-
Notifications
You must be signed in to change notification settings - Fork 74.8k
Description
Issue type
Bug
Have you reproduced the bug with TensorFlow Nightly?
Yes
Source
source
TensorFlow version
2.19.0
Custom code
Yes
OS platform and distribution
No response
Mobile device
No response
Python version
Python 3.12
Bazel version
No response
GCC/compiler version
No response
CUDA/cuDNN version
No response
GPU model and memory
No response
Current behavior?
When tf.raw_ops.NotEqual is called with two tensors whose shapes are not broadcastable, the behavior is inconsistent between the CPU and GPU implementations.
The GPU correctly identifies the invalid input and raises an InvalidArgumentError, which is the expected behavior for a mathematically invalid operation.
The CPU, however, fails silently and returns a misleading scalar value (tf.Tensor(True, shape=(), dtype=bool)), even when the incompatible_shape_error=False flag is used.
This violates the principle of device consistency, where the same operation with the same inputs should yield the same result or error across all devices. The GPU's strict error handling is preferable as it prevents silent bugs in user code.
Failing loudly on invalid inputs is crucial for preventing silent errors and difficult-to-debug numerical issues. The CPU implementation should be updated to match the GPU's stricter and more correct behavior of erroring out when presented with non-broadcastable shapes for this operation.

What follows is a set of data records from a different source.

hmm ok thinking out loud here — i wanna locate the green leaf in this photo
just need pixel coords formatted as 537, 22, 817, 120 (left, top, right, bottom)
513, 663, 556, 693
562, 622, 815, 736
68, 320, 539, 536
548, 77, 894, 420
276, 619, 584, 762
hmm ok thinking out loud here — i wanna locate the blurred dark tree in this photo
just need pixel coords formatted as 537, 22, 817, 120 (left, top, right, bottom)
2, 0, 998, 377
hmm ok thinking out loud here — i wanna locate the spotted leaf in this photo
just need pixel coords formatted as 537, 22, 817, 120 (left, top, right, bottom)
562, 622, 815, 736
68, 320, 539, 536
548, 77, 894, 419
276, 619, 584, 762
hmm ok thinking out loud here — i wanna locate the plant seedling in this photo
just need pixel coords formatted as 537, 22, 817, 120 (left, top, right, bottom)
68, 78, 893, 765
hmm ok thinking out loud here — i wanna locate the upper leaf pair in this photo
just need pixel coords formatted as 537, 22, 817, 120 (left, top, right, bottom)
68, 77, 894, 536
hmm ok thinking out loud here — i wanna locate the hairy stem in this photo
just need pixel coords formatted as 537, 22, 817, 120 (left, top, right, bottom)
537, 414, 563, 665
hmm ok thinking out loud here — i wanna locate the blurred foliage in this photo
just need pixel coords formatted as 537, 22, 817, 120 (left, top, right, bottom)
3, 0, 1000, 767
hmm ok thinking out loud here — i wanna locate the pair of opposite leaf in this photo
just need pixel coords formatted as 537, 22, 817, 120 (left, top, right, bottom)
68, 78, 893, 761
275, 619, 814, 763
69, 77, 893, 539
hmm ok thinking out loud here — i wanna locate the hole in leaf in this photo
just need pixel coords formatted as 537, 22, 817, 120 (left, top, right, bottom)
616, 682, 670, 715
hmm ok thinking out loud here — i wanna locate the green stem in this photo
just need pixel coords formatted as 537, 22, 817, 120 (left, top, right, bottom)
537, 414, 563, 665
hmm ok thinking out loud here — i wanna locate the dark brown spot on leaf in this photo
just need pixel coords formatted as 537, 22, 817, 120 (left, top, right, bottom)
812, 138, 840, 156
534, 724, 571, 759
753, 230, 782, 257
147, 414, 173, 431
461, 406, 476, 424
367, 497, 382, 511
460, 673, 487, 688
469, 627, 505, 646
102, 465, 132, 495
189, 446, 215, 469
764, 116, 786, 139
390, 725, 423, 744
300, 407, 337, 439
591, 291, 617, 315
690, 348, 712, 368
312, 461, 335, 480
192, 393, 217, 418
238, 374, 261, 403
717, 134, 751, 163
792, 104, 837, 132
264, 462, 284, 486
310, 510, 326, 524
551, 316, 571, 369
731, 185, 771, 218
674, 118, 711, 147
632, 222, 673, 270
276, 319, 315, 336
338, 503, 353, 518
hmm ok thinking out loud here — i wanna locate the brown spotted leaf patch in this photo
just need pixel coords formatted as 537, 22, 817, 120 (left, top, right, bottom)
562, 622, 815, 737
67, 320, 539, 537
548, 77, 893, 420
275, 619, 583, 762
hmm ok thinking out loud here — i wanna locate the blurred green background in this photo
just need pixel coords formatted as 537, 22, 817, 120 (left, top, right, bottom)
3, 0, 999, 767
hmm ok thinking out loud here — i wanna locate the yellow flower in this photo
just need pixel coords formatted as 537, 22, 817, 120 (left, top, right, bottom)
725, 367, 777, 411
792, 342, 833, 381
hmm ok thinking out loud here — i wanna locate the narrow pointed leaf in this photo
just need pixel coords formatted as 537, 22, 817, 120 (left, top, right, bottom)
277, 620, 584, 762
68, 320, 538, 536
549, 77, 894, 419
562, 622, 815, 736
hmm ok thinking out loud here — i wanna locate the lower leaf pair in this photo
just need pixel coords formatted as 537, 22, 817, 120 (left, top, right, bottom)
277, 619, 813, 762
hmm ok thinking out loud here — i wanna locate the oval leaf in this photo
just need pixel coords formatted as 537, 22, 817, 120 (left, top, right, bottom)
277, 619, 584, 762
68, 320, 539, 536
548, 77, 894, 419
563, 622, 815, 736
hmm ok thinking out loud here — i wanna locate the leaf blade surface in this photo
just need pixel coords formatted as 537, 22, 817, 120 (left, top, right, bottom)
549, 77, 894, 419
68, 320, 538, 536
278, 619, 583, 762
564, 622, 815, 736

Standalone code to reproduce the issue
import numpy as np
import tensorflow as tf
# Set seed for reproducibility
np.random.seed(202)
# Generate input tensors with non-broadcastable shapes
# x.shape = (4, 1)
# y.shape = (1, 28, 2, 3, 2)
x = np.random.uniform(-32767., 127., size=(4, 1)).astype(np.float32)
y = np.random.uniform(0., 89., size=(1, 28, 2, 3, 2)).astype(np.float32)
# Convert to TensorFlow tensors
x_tensor = tf.constant(x, dtype=tf.float32)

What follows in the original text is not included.